ZAMSTAR
An intensive ‘household counselling’ intervention (involving TB contact tracing, multiple home visits, TB and HIV counselling and screening with linkages to care) reduced the prevalence of culture-positive tuberculosis (TB) by 22% within randomised communities in Zambia and the Western Cape of South Africa, according to the results of ZAMSTAR, a long-awaited, large-scale trial, which were released on October 30th at the 42nd Union World Conference on Lung Health in Lille, France.
“In the era of HIV, this is the first community-randomised trial of a public health intervention to be shown to have an impact on the epidemiology of TB at community-level,” said Professor Peter Godfrey-Faussett of the London School of Hygiene and Tropical Medicine (LSHTM), one of three ZAMSTAR principal investigators.
However, another study intervention did not have a positive effect on TB prevalence. This intervention was called enhanced case finding (ECF) – but it is very important not to confuse this with intensified case finding (ICF) which involves actively screening people for TB. ECF, as defined by this study, involved a number of activities to make a TB diagnosis easier to access and encourage people with symptoms to seek out diagnosis, but essentially continued to be dependent on a person’s own health-seeking behaviour (more below).
ZAMSTAR was the largest study ever conducted to study methods of reducing TB prevalence at community level. Consequently, an entire conference symposium was dedicated to discussing the results, some aspects of which were surprising. These data will probably continue to be analysed for years to come. This article will only touch on some of the key findings from the study, and subsequent articles will present further analysis, and expert opinion on the trial’s ramifications.
Background to ZAMSTAR
The communities in which the ZAMSTAR study took place all had an extremely high burden of TB and HIV, much of it undiagnosed.

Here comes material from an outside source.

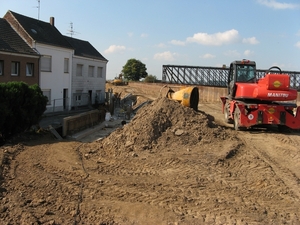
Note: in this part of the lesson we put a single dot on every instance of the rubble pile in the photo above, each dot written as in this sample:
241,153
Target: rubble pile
165,122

Prof. Godfrey-Faussett noted that most people with culture positive TB have symptoms (90% overall, and 95% of the HIV-infected) – but not everyone complains of cough. Most did not meet the formal definition of ‘TB suspect’ at the time (cough for two or three weeks), “and might have been missed by routine services even if they had presented,” he said.
“More alarmingly, perhaps, is that even those people who did meet the definition of ‘TB suspect’ when they went to the clinic, were not asked for a sputum specimen, because of the barriers involved in giving sputum and of registering and going through the process of getting a diagnosis made,” said Prof. Godfrey-Faussett. “So there are many opportunities being missed for TB control. The ZAMSTAR philosophy has been that we do need to go beyond the clinic, if we are going to make a difference.”
Consequently, the ZAMSTAR team sought to evaluate, in a rigorous manner, two ways in which to increase TB diagnosis and treatment and interrupt the transmission of TB in communities with a high burden of both TB and HIV (the home counselling intervention and ECF, described in more detail below).
Prevalence of TB in the ZAMSTAR sites (from the outcome portion of the ZAMSTAR study)
Zambian sites |
Prevalence 542/100,000 adults (Stand Deviation (SD) 263) |
Community range 221-10,967/100,000 |
South African sites
|
Prevalence 2319/100,000 (SD 487) |
Community range 1489-3054/100,000
|
The study was carried out by a consortium of three institutions, Zambia AIDS Related TB (ZAMBART) Project, Desmond Tutu TB Centre (DTTC) at Stellenbosch University (in the Western Cape province of South Africa) and the London School of Hygiene and Tropical Medicine (LSHTM), as one of three large studies within the Consortium to Respond Effectively to the AIDS and TB Epidemics (CREATE), which received major funding from the Bill and Melinda Gates Foundation to do the sort of research which could produce policy-changing results.
Study design
ZAMSTAR randomised communities – not people (though the outcomes were measured in individuals). Thus, though the total population covered was 962,655, the trial had a total sample size of 24 communities: 16 were spread throughout Zambia – and 8 in the Western Cape province of South Africa.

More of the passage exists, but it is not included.